The last contribution is divided into two parts. First, we propose a framework that allows the generation of more online time series outlier detection algorithms by facilitating the adaptation of available time series prediction algorithms. The framework aims to allow
the extrapolation of the advances made in online time series forecasting to anomaly detection and thus provide the tools to expand the detectors catalog. The proposed framework implements several online normalization and outlier scoring methods already available in state-of-the-art models, as well as novel proposals designed to improve upon baselines. Specifically, two novel normalization methods—one-pass adaptive normalization (OAN) and one-pass adaptive min-max normalization (OAMN), as well as two scoring methods—sigma scoring (SS) and dynamic SS (DSS) are proposed.
Then, we demonstrate the usability and efficacy of the proposed framework by discussing the adaptation of a novel ensemble-based online recurrent extreme learning machine, EORELM-AD. The EORELM-AD was created by implementing the steps of the proposed framework over an ensemble of Online Recurrent Extreme Learning Machines. The ensemble proposal combines several instances initialized with different parameter settings. In this manner, the hyperparameter selection problem is circumvented, which reduces the dependency of the model's configuration on the target dataset. Furthermore, EOR-ELM removes deviating models in each iteration by initializing new models, so it can quickly adapt to distribution changes and significantly reduce false positives. Therefore, EORELM-AD provides a much more robust approach to distribution changes and anomalies in time series.

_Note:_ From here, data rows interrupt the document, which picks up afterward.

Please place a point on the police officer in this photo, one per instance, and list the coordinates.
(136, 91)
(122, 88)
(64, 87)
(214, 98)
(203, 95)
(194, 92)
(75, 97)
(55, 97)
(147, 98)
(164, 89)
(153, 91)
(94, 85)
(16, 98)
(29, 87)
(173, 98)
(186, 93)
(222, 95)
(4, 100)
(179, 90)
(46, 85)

To conclude, extensive experiments on well-known benchmark datasets for time series outlier detection are presented and discussed, yielding two main conclusions. First, the performance of the proposed EORELM-AD detector is competitive in comparison to several state-of-the-art outlier detection algorithms. Second, the proposed framework is a useful tool for adapting an online time series prediction algorithm to outlier detection.